01 April 2015

Book Review: Fling Wing

  • Fling Wing - The New Age Bush Pilots with Adventures From a Pilot's Log
  • by Jack Schofield
  • Published by Coast Dog Press, Mayne Island, BC
  • 8.25" X 8.25" softcover
  • 148 pages
  • No price imprinted, but some booksellers have listed it for $24.95

This book is a recent offering from Jack Schofield, long time west coast pilot, journalist, writer and founder of Canadian Aviator magazine, originally called West Coast Aviator. The book first came off the presses in 2012.

This is a lavish, full-colour work, in a small, square book format, with an emphasis on photographs illustrating selected parts of the history of the Canadian west coast helicopter business. The book follows two approaches to the story. The first 42 pages chronicle a general history in pictures of BC helicopter civil flying, while the balance of the book tells the story of Peter Barratt, the founder of West Coast Helicopters in photos and narrative.

Part one starts at the beginning, with the story of the founding of Okanagan Helicopters by Carl Agar, Barney Bent and Alf Stringer in 1948, starting with a single open cockpit Bell 47-B3. The photos and text follow the company through to its absorption into Craig Dobbin's Canadian Helicopters in 1987. It touches on the founding of Vancouver Island Helicopters in 1955 by Ted and Lynn Henson, including Ted's death in a 1957 helicopter accident. The book also has brief chapters on helicopter maintenance and heli-logging, including its phase-out in recent years for economic reasons.

The second part of the book details episodes from Peter Barratt's 45 year helicopter flying career, from his immigration from the UK as a child, through his time as an RCN Sea King helicopter pilot, to his civil flying career, starting with Okanagan Helicopters on Bell 2006s and S-61s. After he became the Okanagan base manager at Port McNeill, BC, Barratt became involved with the Nimmo Bay resort, a fly-in fishing lodge that he helped construct, hauling loads on the Jet Ranger's hook. He later became an investor in the resort, which allowed him to pursue his other love in life, fishing. Barratt later switched to flying for Highland Helicopters, then back to Okanagan, which became part of the Canadian Helicopters empire and later founded his own company, West Coast Helicopters.

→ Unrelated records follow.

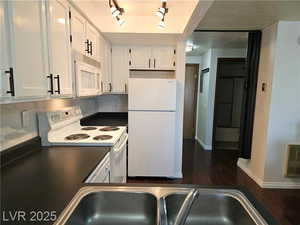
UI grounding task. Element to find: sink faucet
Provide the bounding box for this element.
[174,189,199,225]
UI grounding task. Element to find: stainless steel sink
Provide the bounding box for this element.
[65,191,157,225]
[165,191,257,225]
[55,186,268,225]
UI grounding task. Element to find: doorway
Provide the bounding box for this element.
[212,58,247,150]
[183,64,199,139]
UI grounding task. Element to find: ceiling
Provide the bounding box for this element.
[197,0,300,30]
[187,32,248,56]
[73,0,198,34]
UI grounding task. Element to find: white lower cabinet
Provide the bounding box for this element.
[47,0,73,96]
[0,1,48,99]
[112,46,129,93]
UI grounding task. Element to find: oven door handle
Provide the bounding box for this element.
[114,134,128,153]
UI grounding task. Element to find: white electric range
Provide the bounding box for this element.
[38,106,128,183]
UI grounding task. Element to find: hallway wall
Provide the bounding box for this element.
[196,48,247,150]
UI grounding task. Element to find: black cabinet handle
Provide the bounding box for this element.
[84,39,90,54]
[89,41,93,55]
[5,67,15,96]
[47,74,54,95]
[54,75,60,94]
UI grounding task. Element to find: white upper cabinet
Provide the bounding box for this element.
[48,0,73,96]
[70,8,100,61]
[0,1,12,99]
[71,9,87,54]
[100,39,112,93]
[152,46,176,70]
[129,46,176,70]
[86,23,100,61]
[112,46,129,93]
[129,47,153,70]
[1,1,48,99]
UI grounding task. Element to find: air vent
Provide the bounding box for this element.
[285,144,300,177]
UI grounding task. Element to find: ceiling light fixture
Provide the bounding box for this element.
[108,0,125,26]
[155,0,168,29]
[157,20,166,30]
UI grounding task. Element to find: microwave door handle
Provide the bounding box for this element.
[114,134,128,153]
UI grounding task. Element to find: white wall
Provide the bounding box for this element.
[196,49,212,149]
[196,48,247,150]
[238,22,300,188]
[175,41,186,178]
[97,95,128,112]
[0,98,97,151]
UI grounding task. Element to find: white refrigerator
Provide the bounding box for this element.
[128,78,176,177]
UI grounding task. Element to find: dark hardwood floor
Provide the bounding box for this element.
[128,140,300,225]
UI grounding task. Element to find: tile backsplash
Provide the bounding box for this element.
[97,94,128,112]
[0,98,99,151]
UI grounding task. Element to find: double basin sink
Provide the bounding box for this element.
[55,186,269,225]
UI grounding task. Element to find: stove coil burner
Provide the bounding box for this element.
[93,135,113,141]
[81,127,97,130]
[65,134,90,141]
[100,126,120,131]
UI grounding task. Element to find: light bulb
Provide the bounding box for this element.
[117,18,125,27]
[110,6,117,13]
[155,11,164,19]
[157,20,166,30]
[112,9,121,17]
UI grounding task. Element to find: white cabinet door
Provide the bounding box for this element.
[7,1,48,98]
[71,9,87,54]
[76,62,99,96]
[0,1,12,99]
[129,46,153,69]
[112,46,129,93]
[48,0,73,96]
[86,23,100,61]
[152,46,176,70]
[102,40,112,93]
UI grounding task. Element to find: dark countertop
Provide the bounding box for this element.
[80,112,128,126]
[1,142,110,225]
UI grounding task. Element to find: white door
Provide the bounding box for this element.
[71,9,87,54]
[128,111,176,177]
[0,1,12,98]
[102,40,112,93]
[112,46,129,93]
[129,46,153,69]
[128,78,176,111]
[152,46,175,70]
[76,62,99,96]
[48,0,73,96]
[86,23,100,61]
[8,1,48,98]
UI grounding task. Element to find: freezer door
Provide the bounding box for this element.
[128,111,175,177]
[128,78,176,111]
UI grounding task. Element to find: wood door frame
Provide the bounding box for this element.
[194,29,262,159]
[183,63,200,139]
[211,57,247,151]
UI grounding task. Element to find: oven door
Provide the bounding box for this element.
[110,133,128,183]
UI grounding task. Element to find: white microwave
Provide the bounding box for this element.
[75,61,101,97]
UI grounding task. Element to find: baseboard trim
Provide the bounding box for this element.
[195,137,212,151]
[237,159,300,189]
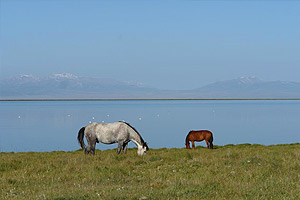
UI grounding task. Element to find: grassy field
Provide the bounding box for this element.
[0,144,300,199]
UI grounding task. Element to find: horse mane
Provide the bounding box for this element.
[119,121,145,144]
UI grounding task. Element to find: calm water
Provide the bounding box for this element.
[0,101,300,152]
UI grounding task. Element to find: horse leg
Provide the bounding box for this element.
[185,140,191,149]
[123,142,128,153]
[205,140,210,149]
[85,134,97,155]
[117,141,123,154]
[192,140,195,149]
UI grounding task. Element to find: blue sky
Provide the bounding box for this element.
[0,0,300,89]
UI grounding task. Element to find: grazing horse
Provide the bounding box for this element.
[185,130,214,149]
[77,122,149,155]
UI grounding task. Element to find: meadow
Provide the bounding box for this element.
[0,144,300,200]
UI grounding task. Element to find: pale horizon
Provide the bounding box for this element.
[0,0,300,89]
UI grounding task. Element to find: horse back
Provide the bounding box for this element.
[187,130,213,141]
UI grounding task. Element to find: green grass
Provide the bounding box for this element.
[0,144,300,200]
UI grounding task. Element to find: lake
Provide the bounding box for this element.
[0,100,300,152]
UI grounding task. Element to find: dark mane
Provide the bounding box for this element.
[119,121,145,144]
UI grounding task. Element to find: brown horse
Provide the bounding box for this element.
[185,130,214,149]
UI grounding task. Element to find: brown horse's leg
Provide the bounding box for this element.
[192,140,195,149]
[205,140,209,149]
[185,140,191,149]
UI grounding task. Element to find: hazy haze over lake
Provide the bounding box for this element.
[0,100,300,152]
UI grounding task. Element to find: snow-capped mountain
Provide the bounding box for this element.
[0,73,300,99]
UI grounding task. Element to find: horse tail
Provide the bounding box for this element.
[209,133,214,149]
[77,127,85,149]
[185,133,191,149]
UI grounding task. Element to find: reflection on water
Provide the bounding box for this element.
[0,100,300,152]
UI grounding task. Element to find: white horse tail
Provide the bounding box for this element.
[77,127,85,149]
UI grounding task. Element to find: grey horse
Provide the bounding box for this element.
[77,122,149,155]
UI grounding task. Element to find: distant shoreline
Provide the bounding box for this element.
[0,98,300,102]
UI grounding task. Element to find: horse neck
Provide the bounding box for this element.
[128,126,143,146]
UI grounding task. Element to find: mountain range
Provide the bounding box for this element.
[0,73,300,99]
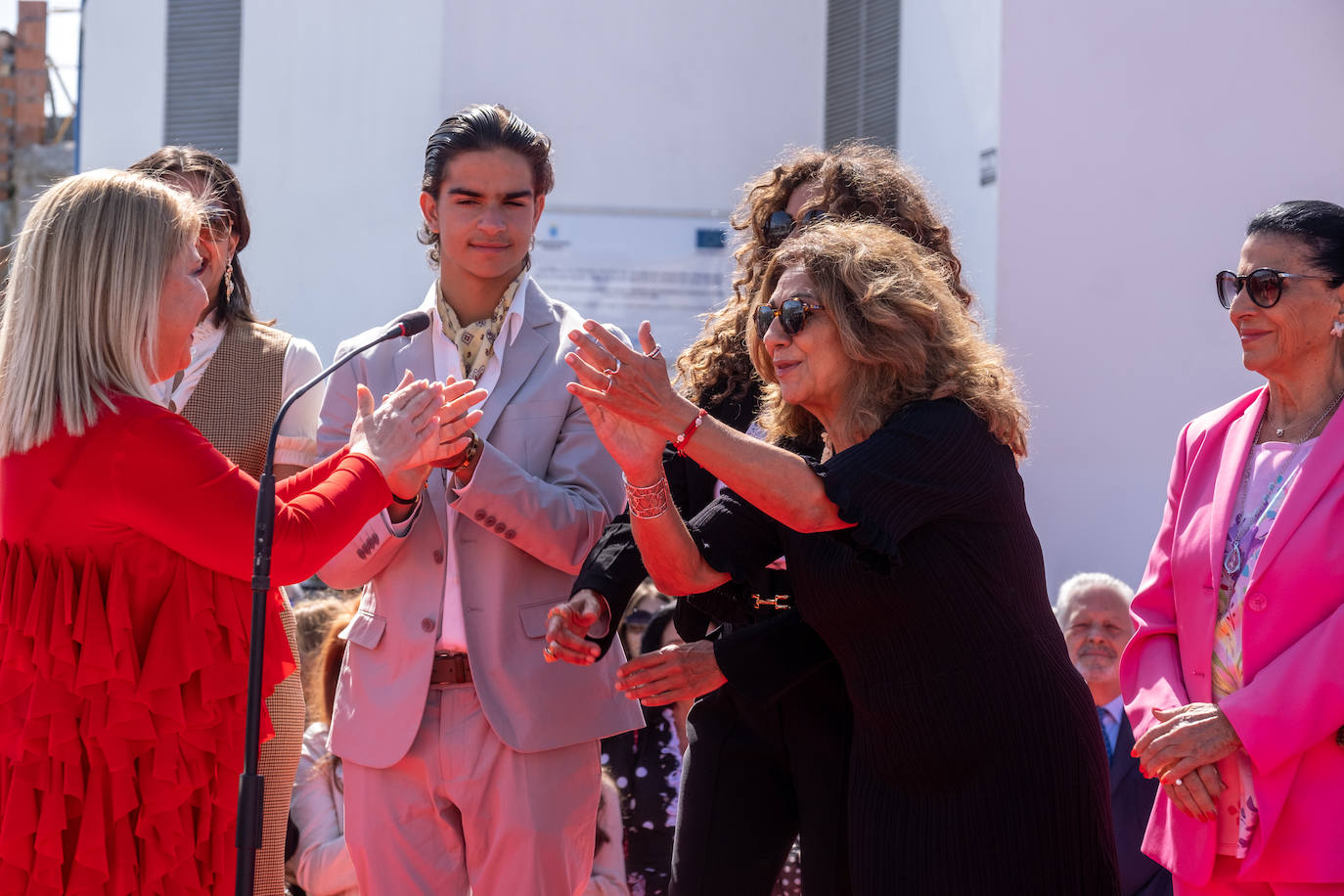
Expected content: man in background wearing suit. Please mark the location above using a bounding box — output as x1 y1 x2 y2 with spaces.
1055 572 1172 896
311 106 644 896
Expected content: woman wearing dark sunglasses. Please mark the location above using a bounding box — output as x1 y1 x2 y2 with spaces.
570 222 1118 896
547 144 971 896
1121 202 1344 895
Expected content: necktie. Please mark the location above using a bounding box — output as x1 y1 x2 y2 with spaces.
1097 706 1115 762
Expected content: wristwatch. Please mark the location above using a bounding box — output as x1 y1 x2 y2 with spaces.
448 429 481 475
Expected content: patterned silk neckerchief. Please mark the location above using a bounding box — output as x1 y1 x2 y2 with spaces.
438 271 527 382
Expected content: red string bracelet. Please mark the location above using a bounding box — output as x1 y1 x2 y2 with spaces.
672 407 709 457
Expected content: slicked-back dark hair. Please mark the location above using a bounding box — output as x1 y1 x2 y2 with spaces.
417 104 555 269
129 147 256 325
1246 199 1344 282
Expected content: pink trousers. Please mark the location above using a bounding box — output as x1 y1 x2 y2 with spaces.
1175 856 1344 896
344 684 601 896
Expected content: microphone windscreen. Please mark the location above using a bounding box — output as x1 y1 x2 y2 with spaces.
389 312 428 336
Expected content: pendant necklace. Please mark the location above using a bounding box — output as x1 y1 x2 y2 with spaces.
1223 392 1344 580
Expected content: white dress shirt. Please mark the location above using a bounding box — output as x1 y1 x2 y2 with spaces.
422 276 531 651
154 314 323 467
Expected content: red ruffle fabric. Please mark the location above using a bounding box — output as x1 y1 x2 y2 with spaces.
0 541 294 896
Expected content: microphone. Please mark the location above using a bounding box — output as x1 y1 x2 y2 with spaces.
234 312 430 896
383 312 428 340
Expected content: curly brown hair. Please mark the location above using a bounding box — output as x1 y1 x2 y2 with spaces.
748 222 1027 457
676 143 974 404
126 147 256 325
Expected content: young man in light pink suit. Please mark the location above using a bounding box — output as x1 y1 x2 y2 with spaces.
319 106 643 896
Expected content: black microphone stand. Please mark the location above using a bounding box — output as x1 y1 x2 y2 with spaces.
234 312 428 896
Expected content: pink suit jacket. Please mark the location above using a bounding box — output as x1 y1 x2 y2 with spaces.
317 278 644 775
1120 388 1344 885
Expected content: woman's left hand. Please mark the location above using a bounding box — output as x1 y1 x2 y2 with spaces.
564 321 697 442
615 641 727 706
1132 702 1242 784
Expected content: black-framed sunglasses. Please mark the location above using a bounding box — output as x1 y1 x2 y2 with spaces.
755 298 827 338
1214 267 1344 309
765 208 827 246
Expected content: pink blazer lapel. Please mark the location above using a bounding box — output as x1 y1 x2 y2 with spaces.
1208 388 1269 589
1255 394 1344 579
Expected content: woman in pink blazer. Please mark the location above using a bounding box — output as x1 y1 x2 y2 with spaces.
1121 202 1344 896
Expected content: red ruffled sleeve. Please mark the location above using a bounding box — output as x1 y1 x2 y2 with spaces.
0 402 388 895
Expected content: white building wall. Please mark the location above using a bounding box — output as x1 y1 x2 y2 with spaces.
80 0 826 356
896 0 1002 323
76 0 168 170
998 0 1344 589
440 0 827 353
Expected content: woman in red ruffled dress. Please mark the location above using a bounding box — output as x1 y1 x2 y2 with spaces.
0 170 484 895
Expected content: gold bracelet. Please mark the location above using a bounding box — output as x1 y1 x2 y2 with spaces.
448 429 481 472
621 475 672 519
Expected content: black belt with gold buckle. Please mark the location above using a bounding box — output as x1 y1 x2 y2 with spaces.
751 594 789 609
428 650 471 685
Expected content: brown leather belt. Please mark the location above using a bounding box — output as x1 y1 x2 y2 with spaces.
428 650 471 685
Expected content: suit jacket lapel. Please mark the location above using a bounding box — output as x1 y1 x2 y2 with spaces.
1208 388 1269 577
475 277 557 439
1110 712 1139 796
1254 394 1344 579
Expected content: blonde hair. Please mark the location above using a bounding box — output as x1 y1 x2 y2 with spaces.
0 169 201 456
748 222 1027 457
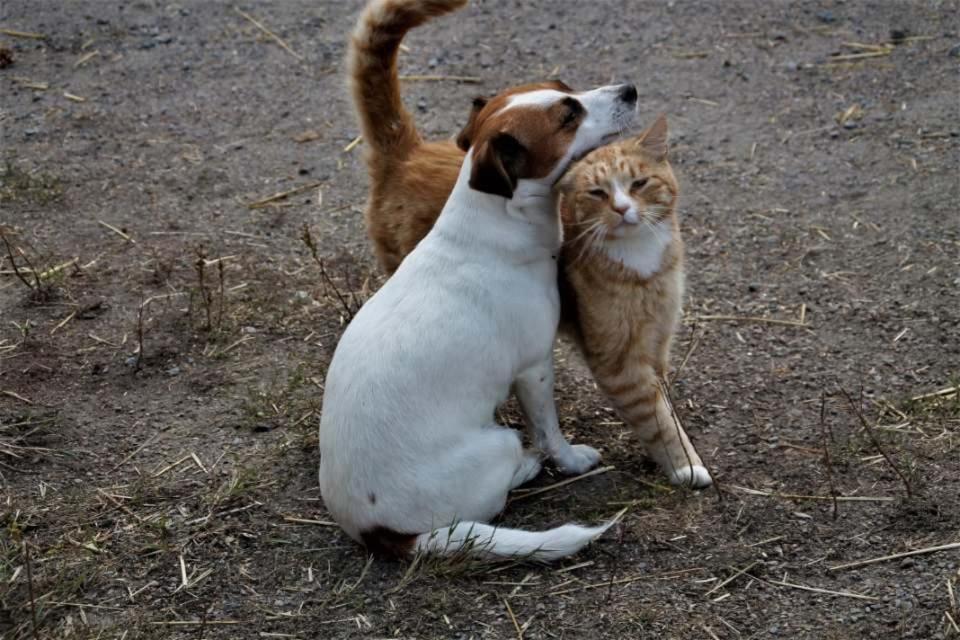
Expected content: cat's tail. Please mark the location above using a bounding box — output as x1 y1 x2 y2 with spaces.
363 509 626 562
347 0 467 162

The book's publishing company, Coast Dog Press, represents five different authors who all live on Mayne Island, BC. The company website gives the feeling that it is more of a co-op, as the site explains, "publishing these days is a mugs game, and writers must now market as well as write their books. There are so many people who now deem themselves to be writers that traditional publishers receive about 1000 unsolicited manuscripts per year and rejection slips are flying out there like snowfall on Mount Baker." Coast Dog Press seems to be this group's solution, allowing them an umbrella to do their own writing and marketing. It is worth noting that Fling Wing at least seems to have been published without government assistance, a rarity in Canadian aviation book publishing these days.

Fling Wing is a fun read and certainly will appeal to aviators young or old and also as a good book to share with a non-flyer on a day when the fog socks Tofino in down to the shoreline and the only flying being done is "hangar flying".